Patients with complex diseases like cancer often dealt with more than one health organisation but information about their condition is not shared as well as it should be, she said.

“There’s very little sharing of information across the boundaries, and to have information that follows the flow of the patient rather than hitting organisation boundaries is quite challenging.”

Improving data sharing will help to reduce clinicians’ frustration at a lack of access to information which can help them, while also allowing patients to have a greater role in managing their own care pathways.

One of the main challenges is the ingrained opposition that some trusts have to sharing their data with others, Kelly said.

“We’re trying to break down traditional cultural barriers to information sharing, because there’s not a consistent approach across partnerships. Some are sharing already and making it work, but with others it’s more challenging.”

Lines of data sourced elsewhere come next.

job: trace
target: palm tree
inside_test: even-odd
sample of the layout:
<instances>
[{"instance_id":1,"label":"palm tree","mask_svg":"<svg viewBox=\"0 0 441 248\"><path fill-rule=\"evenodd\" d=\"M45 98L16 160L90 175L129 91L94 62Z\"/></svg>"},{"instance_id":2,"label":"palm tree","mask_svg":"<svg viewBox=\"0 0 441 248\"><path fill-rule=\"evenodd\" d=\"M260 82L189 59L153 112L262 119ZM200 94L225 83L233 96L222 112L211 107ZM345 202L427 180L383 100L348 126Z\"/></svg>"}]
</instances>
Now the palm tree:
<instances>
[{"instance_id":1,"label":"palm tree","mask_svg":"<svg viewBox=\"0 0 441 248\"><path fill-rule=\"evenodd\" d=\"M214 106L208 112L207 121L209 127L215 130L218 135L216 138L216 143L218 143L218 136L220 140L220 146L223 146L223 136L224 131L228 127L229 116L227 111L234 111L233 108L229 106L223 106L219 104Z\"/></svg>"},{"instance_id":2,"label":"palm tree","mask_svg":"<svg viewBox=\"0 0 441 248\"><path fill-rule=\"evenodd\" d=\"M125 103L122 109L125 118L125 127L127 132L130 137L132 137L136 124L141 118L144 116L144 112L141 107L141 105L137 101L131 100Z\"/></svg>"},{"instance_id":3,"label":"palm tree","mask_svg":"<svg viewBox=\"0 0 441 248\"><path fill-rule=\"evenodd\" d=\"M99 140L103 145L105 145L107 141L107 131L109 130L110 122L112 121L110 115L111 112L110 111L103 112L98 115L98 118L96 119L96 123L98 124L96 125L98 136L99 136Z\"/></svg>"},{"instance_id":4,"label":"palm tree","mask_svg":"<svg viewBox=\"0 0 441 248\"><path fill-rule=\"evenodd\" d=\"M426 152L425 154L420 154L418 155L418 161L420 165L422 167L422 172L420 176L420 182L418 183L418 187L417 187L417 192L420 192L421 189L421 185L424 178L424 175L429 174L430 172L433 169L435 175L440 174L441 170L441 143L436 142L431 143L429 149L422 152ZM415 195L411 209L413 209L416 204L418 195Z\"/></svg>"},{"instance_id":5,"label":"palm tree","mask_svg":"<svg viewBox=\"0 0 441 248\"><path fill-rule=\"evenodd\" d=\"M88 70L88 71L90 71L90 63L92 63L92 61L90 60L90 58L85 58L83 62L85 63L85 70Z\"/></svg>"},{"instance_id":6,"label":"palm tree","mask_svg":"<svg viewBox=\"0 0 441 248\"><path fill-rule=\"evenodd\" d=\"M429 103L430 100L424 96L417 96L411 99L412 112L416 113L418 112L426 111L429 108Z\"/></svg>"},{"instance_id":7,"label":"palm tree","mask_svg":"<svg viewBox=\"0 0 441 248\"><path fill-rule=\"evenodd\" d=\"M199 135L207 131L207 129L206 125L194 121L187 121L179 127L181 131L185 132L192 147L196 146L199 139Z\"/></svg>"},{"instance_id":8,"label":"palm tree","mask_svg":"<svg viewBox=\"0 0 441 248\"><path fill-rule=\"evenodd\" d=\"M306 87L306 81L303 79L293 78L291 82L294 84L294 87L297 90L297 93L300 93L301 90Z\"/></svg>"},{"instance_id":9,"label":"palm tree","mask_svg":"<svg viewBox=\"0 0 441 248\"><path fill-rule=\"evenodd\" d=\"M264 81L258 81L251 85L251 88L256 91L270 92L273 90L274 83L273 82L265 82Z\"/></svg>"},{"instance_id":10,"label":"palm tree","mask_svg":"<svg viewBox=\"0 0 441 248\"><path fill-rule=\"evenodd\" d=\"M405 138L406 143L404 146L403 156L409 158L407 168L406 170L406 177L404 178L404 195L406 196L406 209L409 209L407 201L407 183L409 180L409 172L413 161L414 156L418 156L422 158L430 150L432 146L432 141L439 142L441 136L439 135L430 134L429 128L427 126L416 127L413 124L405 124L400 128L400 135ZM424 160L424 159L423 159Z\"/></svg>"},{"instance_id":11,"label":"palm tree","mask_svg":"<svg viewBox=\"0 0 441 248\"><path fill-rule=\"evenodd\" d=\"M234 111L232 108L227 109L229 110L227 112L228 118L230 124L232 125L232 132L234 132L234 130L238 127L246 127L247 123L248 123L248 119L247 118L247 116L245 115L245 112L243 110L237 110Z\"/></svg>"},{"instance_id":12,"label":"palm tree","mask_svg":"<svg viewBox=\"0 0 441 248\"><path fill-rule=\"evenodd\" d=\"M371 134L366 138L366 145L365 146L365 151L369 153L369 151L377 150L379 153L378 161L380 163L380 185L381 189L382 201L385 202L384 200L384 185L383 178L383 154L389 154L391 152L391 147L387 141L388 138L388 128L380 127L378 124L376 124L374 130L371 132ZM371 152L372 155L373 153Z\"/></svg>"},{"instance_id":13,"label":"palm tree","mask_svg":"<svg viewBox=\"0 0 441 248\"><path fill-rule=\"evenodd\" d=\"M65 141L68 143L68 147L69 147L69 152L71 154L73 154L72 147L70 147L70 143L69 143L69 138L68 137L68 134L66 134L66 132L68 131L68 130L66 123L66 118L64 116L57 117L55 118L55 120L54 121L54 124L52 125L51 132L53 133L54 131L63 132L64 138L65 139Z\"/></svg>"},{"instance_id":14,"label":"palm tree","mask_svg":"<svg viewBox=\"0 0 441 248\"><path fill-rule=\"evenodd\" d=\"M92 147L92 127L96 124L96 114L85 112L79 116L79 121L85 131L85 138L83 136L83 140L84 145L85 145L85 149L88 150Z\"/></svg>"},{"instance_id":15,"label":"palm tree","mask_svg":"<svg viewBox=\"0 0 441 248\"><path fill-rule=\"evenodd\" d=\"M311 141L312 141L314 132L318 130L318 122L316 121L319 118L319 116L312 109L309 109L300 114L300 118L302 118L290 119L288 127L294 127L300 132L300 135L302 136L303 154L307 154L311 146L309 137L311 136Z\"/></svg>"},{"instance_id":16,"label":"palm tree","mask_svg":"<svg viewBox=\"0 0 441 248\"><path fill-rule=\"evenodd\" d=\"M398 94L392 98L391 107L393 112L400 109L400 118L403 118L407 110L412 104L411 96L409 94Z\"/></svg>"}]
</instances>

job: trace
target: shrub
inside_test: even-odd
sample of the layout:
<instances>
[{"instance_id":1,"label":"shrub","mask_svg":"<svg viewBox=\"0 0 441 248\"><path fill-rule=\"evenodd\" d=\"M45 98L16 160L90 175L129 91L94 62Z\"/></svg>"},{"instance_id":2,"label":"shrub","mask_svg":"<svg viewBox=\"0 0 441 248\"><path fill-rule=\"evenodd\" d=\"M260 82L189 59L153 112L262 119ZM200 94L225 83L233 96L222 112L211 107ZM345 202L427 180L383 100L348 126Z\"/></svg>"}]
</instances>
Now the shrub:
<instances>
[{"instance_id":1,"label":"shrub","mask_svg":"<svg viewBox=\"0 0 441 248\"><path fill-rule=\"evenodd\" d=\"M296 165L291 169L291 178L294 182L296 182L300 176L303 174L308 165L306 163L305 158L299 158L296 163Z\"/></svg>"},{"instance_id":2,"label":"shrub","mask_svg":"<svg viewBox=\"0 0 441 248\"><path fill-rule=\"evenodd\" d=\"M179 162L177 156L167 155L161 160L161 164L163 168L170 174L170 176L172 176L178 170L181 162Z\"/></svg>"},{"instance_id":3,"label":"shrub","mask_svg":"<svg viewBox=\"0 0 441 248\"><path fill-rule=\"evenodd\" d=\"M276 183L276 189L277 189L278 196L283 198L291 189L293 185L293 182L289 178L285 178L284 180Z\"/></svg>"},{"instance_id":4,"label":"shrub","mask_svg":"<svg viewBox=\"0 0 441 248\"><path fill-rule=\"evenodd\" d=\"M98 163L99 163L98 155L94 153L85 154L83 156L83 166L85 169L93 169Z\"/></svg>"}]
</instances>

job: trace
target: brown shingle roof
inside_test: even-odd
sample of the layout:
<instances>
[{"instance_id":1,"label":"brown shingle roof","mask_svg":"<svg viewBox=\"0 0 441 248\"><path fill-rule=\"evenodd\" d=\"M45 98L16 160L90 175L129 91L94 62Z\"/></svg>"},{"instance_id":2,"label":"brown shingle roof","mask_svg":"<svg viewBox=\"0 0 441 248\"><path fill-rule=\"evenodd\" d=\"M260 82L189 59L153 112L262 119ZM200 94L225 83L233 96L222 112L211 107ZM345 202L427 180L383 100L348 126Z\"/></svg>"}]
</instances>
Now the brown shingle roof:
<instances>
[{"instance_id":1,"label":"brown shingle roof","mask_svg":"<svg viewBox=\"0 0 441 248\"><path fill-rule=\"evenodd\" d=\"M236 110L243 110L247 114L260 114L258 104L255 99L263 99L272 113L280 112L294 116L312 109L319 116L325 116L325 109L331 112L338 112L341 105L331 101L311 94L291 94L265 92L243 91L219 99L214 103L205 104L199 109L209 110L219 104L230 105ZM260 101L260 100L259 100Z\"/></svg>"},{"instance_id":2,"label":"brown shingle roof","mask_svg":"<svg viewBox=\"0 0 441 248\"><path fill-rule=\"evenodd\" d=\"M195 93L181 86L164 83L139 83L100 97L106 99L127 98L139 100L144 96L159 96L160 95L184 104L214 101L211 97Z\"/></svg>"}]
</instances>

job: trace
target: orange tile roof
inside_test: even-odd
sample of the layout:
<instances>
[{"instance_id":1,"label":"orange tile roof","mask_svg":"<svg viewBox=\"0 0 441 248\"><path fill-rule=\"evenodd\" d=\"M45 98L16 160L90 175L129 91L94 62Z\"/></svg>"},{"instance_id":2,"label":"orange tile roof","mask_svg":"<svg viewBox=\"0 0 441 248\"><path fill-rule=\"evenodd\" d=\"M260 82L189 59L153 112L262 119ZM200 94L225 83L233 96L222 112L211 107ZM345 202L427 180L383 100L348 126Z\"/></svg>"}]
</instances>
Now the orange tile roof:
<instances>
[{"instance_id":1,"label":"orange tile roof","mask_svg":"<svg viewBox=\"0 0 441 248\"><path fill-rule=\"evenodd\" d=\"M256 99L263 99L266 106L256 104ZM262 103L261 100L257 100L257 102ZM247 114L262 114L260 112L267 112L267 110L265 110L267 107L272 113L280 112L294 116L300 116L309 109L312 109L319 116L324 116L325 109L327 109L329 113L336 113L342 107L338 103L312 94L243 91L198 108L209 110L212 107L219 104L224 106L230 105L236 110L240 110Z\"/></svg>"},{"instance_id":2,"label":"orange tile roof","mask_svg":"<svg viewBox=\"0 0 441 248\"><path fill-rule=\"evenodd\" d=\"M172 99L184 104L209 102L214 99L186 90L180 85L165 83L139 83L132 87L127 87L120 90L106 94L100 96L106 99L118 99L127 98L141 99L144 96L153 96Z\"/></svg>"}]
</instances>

Kelly said the centre also wants to improve its collection and use of data, avoiding duplication and ensuring it is used as many times as possible to improve access to data sets for researchers.

The centre will have some funds to support the strategy, which it may use to help connect organisations or developing an additional integration level to support information sharing.

However, Kelly said the centre has not made any decisions on what it will invest in and emphasised that the individual organisations will still choose their own systems.

“It’s very much about maximising the return on existing investments – it’s not about one size fits all.”

Part of the work on the strategy will include an “environment scan” to assess the different technical abilities of each organisation and how they can best be helped.

Kelly said a number of stakeholder meetings to discuss the strategy have already taken place, and a final version will be presented to a chief executives meeting for approval in early June.